# Need some in the NW Burbs of chicago with a plow controller



## stroker79 (Dec 2, 2006)

I have a western unimount MVP. I think and im pretty sure the controller is bad but I really dont want to drop a couple hundred on one to find out it was something else. If anyone is in the area, and has a controller I could try I would really appreciate it. I could even drive to your location. All I want to do is plug it in and try it to see if it works or not. Please LMK if you can help me out!


----------



## Mdwstsnow512 (Dec 30, 2007)

call freddy, they got to have one


----------



## Mdwstsnow512 (Dec 30, 2007)

or call masterhitch i bet theyd let u try one if you told em youd buy it if it fixes the problem. 
there cool to deal with, close to ya too


----------



## stroker79 (Dec 2, 2006)

You work for valley?

I've never seen any of them run anything other than a straight blade but I suppose it worth a try.

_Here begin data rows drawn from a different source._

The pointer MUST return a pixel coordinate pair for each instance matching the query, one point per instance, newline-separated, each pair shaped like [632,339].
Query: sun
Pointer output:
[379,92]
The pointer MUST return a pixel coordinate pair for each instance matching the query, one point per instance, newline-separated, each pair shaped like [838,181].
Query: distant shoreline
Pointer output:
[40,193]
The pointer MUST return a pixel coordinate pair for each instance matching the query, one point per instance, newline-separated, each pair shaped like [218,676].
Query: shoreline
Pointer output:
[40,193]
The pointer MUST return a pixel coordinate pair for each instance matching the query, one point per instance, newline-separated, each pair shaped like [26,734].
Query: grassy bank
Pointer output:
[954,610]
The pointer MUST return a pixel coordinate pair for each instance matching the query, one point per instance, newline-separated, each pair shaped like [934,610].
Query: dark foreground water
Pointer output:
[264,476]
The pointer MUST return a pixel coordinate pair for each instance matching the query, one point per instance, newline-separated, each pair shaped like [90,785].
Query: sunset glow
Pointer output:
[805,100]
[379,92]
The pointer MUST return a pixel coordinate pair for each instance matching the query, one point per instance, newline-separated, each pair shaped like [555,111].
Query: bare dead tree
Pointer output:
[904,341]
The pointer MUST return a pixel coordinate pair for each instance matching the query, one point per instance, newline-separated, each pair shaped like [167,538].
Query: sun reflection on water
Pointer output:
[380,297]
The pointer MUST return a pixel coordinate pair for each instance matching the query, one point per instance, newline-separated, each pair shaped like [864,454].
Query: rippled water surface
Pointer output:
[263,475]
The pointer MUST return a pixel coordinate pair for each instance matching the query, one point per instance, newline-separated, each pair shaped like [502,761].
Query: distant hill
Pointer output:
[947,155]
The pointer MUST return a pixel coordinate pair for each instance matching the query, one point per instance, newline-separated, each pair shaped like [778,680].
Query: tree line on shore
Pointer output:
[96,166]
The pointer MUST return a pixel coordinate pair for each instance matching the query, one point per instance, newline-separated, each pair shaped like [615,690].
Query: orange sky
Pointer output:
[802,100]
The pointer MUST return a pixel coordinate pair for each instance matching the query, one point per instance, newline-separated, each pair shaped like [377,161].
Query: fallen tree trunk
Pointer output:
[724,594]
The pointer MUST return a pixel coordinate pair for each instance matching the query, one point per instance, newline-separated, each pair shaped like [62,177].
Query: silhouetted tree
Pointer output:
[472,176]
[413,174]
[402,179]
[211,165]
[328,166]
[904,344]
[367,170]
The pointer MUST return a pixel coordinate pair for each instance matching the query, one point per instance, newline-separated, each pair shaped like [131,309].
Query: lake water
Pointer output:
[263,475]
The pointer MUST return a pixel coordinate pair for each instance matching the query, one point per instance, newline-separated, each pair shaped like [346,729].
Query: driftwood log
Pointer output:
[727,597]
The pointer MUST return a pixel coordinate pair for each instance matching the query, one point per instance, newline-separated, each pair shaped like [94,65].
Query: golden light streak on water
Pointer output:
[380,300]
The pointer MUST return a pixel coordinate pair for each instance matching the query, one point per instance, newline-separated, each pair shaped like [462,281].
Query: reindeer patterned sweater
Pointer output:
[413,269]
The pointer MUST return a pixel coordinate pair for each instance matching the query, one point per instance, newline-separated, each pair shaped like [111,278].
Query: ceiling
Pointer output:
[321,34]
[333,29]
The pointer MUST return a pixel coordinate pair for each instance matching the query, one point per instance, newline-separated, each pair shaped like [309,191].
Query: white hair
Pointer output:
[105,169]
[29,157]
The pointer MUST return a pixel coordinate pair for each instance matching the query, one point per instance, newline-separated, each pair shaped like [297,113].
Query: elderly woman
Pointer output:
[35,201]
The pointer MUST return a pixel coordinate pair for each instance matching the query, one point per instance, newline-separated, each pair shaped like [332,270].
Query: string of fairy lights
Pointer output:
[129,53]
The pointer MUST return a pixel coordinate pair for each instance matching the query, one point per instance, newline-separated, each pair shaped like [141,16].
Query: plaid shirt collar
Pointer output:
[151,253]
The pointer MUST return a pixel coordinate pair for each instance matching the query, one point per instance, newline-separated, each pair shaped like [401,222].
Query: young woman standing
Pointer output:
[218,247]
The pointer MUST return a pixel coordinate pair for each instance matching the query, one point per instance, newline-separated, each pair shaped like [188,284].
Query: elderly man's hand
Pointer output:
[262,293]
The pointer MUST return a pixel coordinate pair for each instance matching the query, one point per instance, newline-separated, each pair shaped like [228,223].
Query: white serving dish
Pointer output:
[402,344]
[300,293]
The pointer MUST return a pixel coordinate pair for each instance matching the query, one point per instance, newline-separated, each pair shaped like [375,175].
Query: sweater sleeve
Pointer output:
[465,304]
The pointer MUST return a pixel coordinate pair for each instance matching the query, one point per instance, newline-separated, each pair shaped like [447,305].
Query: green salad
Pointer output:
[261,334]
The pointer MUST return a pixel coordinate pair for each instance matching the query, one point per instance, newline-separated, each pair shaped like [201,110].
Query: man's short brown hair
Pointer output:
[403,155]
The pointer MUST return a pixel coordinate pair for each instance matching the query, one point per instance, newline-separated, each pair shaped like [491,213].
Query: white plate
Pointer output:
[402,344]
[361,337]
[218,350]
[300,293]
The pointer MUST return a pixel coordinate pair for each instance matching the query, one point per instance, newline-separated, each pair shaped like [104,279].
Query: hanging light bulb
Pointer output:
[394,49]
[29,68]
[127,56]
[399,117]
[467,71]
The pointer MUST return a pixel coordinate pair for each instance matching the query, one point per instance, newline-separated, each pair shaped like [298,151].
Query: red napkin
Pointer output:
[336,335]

Thanks


----------



## Mdwstsnow512 (Dec 30, 2007)

ya - technically had guys workin under you last year  
craigs got a boss V on his truck. 
they said last year they got all sorts of parts as spares. prolly got a controller.


----------



## stroker79 (Dec 2, 2006)

Hi Nate! Lol


----------



## weeman97 (Dec 4, 2005)

if ya dont mind a lil drive i belive CPW can test your controller. i know they were gunna test my Fishstick but didnt have the adapater. but them and fisher took care of it. got a new one Free of charge


----------



## stroker79 (Dec 2, 2006)

Nice! Im headed downt there today to get some stuff, Ill bring it along!


----------



## weeman97 (Dec 4, 2005)

i only deal with matt mcdermott, or larry for what it matters! if ya see the only yellow fisher V thats mine make sure u give it your blessing so it may stay 2gether this season!


----------



## stroker79 (Dec 2, 2006)

I will run it over with a real plow, LOL


----------



## weeman97 (Dec 4, 2005)

lol your so thoughtful!


----------